To do this, according to www.lynnandbrown.com.au the first thing that should be done is to consult with competent commercial lawyers to make sure your company is indeed, heading towards financial disaster. It is wise to take advice from business experts and implement it as quickly as possible in order to save your business. This advice could be anything from cost cutting measures through to restructuring the business, all depending on the state of the finances and type of business structure already in place.
But what happens if this is not enough and your business becomes insolvent?
- Do not allow the company to incur any more debt.
- Do not continue to trade.
- Check out your options for restructuring, refinancing or getting more equity.
- If these are not advisable, you will need to appoint an administrator or liquidator.
An administrator will work in the company to see if it can be saved in any way. If it can, well and good. If it cannot be saved, an administrator’s job is to see that the creditors get a better deal that they would if the company went straight into liquidation.
Putting the company into the hands of a voluntary administrator should be done by the board members who agree that this step is necessary. They have to get the written consent of a registered liquidator to act as an administrator.

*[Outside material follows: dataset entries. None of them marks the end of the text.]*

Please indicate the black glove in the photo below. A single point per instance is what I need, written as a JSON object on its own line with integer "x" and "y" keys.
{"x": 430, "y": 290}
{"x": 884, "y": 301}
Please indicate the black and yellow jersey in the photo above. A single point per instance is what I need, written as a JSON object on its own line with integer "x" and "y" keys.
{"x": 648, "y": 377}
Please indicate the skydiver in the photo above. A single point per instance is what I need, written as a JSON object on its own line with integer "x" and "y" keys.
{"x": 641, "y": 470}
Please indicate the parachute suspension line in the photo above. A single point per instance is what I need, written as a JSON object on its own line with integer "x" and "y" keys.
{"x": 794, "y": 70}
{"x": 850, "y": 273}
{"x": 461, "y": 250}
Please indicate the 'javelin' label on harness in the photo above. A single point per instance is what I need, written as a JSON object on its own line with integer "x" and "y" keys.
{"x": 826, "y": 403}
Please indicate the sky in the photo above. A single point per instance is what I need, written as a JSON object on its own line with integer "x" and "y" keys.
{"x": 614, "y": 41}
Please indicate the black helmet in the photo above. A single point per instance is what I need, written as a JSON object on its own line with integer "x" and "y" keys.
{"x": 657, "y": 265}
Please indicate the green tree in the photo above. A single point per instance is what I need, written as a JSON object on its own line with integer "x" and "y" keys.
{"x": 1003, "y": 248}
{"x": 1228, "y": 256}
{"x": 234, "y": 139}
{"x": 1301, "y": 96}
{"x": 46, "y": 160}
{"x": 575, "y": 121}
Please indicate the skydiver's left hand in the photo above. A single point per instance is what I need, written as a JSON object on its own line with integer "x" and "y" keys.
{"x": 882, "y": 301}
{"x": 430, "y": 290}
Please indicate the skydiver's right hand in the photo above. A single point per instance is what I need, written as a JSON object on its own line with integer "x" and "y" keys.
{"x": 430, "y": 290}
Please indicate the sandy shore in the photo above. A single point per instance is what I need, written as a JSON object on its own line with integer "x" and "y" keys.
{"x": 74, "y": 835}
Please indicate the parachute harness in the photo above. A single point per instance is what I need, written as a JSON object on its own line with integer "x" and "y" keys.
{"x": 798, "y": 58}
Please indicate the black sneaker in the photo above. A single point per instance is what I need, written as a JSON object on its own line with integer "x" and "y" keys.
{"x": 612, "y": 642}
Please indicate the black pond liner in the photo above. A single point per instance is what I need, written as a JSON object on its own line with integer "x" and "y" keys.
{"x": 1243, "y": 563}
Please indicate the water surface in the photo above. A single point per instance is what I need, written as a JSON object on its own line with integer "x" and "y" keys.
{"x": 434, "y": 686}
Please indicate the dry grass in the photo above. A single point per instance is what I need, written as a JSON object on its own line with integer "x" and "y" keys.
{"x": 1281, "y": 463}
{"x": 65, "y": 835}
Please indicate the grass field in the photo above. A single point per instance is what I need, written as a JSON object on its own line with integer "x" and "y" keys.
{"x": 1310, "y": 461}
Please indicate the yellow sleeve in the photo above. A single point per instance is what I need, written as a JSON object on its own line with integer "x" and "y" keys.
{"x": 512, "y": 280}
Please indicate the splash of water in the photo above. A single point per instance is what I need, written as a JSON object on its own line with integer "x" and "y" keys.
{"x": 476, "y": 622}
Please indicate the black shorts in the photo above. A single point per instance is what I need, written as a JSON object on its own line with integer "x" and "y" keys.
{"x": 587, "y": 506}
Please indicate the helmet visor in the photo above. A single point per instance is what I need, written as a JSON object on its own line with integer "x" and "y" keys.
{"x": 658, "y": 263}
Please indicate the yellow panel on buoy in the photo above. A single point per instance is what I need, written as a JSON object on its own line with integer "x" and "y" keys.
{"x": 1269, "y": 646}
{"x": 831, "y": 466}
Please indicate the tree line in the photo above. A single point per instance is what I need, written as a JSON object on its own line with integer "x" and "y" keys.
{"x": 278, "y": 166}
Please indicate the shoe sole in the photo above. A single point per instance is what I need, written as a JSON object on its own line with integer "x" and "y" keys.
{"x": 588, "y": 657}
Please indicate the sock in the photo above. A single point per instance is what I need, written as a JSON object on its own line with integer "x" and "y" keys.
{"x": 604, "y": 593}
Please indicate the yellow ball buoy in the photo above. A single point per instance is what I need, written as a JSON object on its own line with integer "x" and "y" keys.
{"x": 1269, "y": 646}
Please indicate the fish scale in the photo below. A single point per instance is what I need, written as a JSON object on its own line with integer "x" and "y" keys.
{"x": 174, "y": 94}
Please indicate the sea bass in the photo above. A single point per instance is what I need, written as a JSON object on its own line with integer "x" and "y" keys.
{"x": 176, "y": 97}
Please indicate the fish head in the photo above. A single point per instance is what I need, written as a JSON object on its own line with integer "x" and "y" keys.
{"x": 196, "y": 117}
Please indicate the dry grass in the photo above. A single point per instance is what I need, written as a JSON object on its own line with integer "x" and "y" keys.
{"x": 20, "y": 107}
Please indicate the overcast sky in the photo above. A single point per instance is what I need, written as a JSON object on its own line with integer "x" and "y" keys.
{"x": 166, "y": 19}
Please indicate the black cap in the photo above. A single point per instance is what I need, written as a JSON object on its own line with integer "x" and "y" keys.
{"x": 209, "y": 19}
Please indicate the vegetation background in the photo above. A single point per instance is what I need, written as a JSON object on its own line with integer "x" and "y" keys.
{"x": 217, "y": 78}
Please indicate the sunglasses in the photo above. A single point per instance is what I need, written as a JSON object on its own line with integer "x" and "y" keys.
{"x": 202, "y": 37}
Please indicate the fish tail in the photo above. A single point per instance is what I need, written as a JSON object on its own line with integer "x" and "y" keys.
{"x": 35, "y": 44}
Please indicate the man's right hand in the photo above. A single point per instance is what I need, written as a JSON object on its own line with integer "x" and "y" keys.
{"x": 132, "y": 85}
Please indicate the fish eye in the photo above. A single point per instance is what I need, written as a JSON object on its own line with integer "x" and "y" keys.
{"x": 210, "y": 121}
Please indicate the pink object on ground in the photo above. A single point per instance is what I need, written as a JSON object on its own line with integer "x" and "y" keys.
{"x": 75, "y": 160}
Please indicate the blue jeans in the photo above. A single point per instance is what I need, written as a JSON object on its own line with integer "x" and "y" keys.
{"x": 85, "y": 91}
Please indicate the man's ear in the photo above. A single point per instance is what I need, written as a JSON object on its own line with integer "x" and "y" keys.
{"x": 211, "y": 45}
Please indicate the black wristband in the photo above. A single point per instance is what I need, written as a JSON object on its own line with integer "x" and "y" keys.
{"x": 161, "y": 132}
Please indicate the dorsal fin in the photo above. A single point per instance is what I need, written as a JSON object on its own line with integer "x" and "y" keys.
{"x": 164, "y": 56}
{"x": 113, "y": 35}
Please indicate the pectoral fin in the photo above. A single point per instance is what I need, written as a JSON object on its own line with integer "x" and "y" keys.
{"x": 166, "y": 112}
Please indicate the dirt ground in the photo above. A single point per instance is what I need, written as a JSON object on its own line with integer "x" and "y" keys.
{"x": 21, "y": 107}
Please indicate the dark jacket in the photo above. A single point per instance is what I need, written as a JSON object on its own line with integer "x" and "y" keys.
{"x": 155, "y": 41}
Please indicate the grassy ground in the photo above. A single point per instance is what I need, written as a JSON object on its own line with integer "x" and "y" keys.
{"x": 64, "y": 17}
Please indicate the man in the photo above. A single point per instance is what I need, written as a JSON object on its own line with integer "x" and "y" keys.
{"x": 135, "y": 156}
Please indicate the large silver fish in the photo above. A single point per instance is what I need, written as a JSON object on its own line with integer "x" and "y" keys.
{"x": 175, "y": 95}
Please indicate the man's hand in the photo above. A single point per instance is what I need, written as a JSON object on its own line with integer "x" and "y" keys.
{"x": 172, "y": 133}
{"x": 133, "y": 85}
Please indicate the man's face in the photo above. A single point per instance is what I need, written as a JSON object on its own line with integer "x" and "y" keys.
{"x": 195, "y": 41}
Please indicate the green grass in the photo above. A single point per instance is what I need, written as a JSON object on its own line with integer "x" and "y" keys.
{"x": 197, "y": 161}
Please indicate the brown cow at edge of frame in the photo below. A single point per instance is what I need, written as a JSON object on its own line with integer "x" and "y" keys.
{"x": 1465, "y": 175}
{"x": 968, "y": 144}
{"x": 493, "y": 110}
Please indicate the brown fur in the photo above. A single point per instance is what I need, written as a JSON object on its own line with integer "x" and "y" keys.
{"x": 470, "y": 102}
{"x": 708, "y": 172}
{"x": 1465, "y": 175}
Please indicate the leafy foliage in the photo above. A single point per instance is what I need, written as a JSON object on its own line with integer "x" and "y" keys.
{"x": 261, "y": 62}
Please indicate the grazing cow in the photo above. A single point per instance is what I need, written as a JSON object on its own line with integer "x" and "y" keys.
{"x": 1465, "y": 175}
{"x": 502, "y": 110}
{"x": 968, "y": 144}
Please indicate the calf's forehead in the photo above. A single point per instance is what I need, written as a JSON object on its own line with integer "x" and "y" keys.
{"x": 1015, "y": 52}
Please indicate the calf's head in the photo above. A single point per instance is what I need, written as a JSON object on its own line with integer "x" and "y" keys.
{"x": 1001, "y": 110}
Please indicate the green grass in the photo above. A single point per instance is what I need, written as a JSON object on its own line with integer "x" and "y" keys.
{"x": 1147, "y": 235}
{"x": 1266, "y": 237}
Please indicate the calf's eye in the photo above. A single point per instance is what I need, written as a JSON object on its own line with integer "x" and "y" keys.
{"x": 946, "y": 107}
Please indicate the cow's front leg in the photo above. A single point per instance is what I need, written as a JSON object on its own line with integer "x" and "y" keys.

A liquidator’s role is to wind up the company in a way that is orderly and fair to creditors. To appoint a liquidator the director of the company must call a meeting and board members vote on whether to wind up the company and appoint a liquidator or to apply to the Court to do so.
Another option is to go into receivership. This happens when a secured creditor who holds security over some or all of the assets in the company appoints a receiver. Their job is to sell enough of the assets to repay as much as possible of the debt the company owes to the creditor. A director of the company may be the secured creditor. They should seek legal advice before appointing a receiver.
When a company is known or even suspected to be insolvent, trading must cease. If it does not the directors can be charged with a criminal offence of trading illegally as no insolvent company is legally allowed to continue trading.